Fiction 3 . Laws that do define fetal homicide and manslaughter should not apply to Medical Doctors performing “legal abortions.”
In a majority of U.S. states, anyone else but a Medical Doctor can be prosecuted for murdering or negligently causing the death of a fetus. In other words, the same act can legally define “murder” for one class of person while totally absolving another class. Some states have attempted to avoid cognitive dissonance by specifically inserting exculpatory wording, which exempts Medical Doctors performing otherwise legal abortions from prosecution for “feticide”. The National Conference of State Legislatures (http://ncsl.org) summarizes these exculpatory laws as follows:
Currently, at least 38states have fetal homicide laws. …At least 23[of those] states have fetal homicide laws that apply to the earliest stages of pregnancy (“any state of gestation,” “conception,” “fertilization” or “post-fertilization”);
Of those 38 states many specifically exempt Medical Doctors who are performing “otherwise legal” abortions from culpability. Such laws do nothing to resolve cognitive dissonance but rather increase it by bringing some or all fetuses under their protection, but then selectively nullifying themselves by exempting the medical profession when performing an abortion with the permission of the mother. Until this sorry age, murder has always been murder unless the state performed it in the form of a capital execution. Now, in our national “wisdom”, we have given the Medical Doctor the power of the executioner—actually greater power because he or she can exercise it without giving the victim the benefit of a fair trial. The death of a potential human being comes at the whim of the mother by the hand of a legally untouchable co-conspirator.
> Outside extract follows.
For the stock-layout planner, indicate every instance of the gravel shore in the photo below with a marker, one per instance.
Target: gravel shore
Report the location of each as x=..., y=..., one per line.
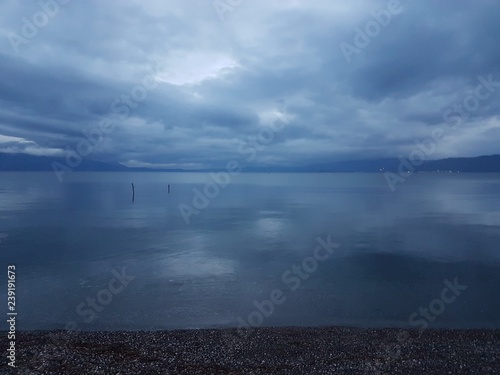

When a basic longstanding moral concept such as the prohibition against homicide can be tweaked and argued to the point of absurdity, who can respect our legislative bodies or even the rule of law itself? If there is a Supreme Being and there is an ultimate Judgment Day, America is in trouble — until we stop living in this near-psychotic state of denying reality.
Why do the proponents of abortion-on-demand go through these mental gymnastics?
To some, an unwanted pregnancy is an inconvenience. Being responsible for an infant for eighteen years would be an inconvenience. Carrying the infant to term, then putting it up for adoption would be an inconvenience. While killing a human being might be repugnant to this person, simply removing an unwanted “fetus” is not. After all — this thinking goes — the “fetus” is part of her body, and no one should dictate what she does with her own body. Removing this “fetus” is a women’s health issue and no one should be able to make arbitrary health decisions for her. It’s like passing a marble, mistakenly swallowed, out into the sewer. This type of thinking is the greatest willfully-adopted fiction of all.
Once human life is conceived it is, in reality, another body, separated by the blood-barrier at the interface between womb and placenta. As an individual, that new life logically deserves the same societal protections as does any child. To argue otherwise yields nothing but cognitive dissonance, even insanity.